Friday, October 7, 2011

Rosh HaShana Sermon

In the beginning there was darkness. On the first day, G-d created light and separated the light from the dark and called the light day and the dark night and G-d saw that this was good. There was an evening and then there was a morning, a First Day. The autumn brings with it the fallen leaves, the dead grass, and the chills that foretell winter is just around the corner. The sun sets earlier and earlier every night, and light that follows the dark is months away in the Spring.

Rosh HaShana marks the evening of the year. Aside from the fact that it began at sundown, as every Jewish holiday and traditionally each day really does, autumn is the seasonal equivalent of evening. It’s not quite winter (nighttime) but it is twilight. The darkness approaches. What does it mean to us that we begin each day and each year with a darkening instead of with the dawning of light? Why isn’t New Year (Jewish or Gregorian) in the Spring with the dawn of new life? There was evening and then morning, one day.

We’ve all heard the expression, “It’s always darkest before the dawn.” In the beginning there was darkness, and G-d created light.
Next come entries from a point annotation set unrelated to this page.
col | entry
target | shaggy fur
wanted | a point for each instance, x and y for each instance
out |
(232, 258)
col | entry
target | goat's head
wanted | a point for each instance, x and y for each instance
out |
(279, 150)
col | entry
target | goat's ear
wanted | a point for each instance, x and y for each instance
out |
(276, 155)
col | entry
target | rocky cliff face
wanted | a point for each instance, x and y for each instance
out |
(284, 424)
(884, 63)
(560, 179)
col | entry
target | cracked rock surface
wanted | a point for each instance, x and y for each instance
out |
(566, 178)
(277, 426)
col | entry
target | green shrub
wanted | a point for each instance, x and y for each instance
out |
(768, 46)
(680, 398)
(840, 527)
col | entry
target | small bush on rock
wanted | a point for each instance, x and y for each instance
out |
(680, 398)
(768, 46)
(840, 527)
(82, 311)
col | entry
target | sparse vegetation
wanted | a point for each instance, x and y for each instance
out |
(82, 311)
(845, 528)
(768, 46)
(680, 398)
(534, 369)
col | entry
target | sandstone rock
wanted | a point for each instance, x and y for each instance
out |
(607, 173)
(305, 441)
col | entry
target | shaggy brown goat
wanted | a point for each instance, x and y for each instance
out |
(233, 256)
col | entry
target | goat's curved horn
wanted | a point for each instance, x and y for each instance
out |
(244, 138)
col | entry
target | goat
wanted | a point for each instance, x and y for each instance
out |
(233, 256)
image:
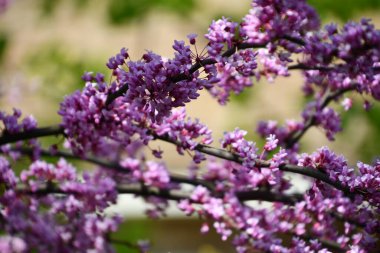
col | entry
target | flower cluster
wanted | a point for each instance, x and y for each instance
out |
(65, 222)
(53, 208)
(183, 130)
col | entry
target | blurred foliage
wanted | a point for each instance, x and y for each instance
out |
(60, 72)
(132, 231)
(48, 7)
(123, 11)
(369, 147)
(343, 9)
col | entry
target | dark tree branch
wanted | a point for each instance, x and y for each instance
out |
(35, 133)
(296, 136)
(220, 153)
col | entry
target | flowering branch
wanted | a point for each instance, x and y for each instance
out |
(220, 153)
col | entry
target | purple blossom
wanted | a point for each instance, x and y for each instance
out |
(156, 175)
(271, 143)
(184, 131)
(220, 32)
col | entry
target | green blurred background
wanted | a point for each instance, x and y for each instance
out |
(46, 45)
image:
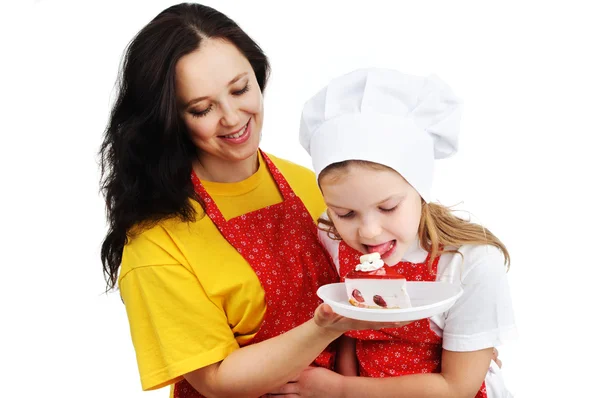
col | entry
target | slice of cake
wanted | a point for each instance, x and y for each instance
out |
(374, 284)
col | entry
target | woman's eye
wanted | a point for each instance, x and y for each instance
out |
(201, 113)
(242, 91)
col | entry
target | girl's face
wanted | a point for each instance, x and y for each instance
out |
(373, 210)
(219, 101)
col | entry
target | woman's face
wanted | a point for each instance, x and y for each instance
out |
(219, 101)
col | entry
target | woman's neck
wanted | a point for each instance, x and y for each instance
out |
(214, 169)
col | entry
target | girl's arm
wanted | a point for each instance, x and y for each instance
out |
(346, 363)
(257, 369)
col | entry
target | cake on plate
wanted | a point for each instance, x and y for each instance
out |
(374, 284)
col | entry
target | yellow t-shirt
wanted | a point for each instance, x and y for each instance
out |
(191, 298)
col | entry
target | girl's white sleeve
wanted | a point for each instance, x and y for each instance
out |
(483, 316)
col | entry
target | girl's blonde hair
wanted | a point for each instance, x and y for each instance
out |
(439, 229)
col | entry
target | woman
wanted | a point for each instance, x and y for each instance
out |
(212, 243)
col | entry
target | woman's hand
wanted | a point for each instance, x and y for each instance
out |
(325, 317)
(495, 358)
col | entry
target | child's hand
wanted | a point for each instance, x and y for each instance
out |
(326, 318)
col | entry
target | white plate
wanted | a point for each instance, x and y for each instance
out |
(428, 299)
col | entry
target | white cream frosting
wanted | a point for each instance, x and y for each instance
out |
(370, 262)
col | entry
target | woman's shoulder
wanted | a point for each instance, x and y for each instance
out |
(295, 169)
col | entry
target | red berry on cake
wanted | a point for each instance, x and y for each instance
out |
(377, 299)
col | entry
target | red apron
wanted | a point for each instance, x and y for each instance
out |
(281, 244)
(414, 348)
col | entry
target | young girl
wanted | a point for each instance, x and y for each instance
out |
(373, 136)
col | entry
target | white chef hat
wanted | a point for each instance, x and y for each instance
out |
(383, 116)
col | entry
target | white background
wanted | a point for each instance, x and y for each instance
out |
(526, 168)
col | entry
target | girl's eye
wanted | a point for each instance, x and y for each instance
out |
(242, 91)
(201, 113)
(347, 215)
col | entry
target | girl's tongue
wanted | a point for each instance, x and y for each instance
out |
(382, 248)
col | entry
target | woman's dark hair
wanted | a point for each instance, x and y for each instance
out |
(146, 155)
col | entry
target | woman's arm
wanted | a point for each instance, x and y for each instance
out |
(461, 377)
(346, 363)
(257, 369)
When I was finishing up college, beyond the jubilation of graduation, there was an intense fear of the unknown. This fear became anxiety and depression as various Jewish jobs and internships and rabbinical schools could not seem to find a place for me in their communities. Throughout all of college and, indeed, most of my academic career, I planned on becoming a Rabbi and just assumed that each step would follow the last exactly as I pictured it. Well, life doesn’t work that way. I was forced to take a year off from “The Plan,” and just live for a while after college. In the beginning there was darkness.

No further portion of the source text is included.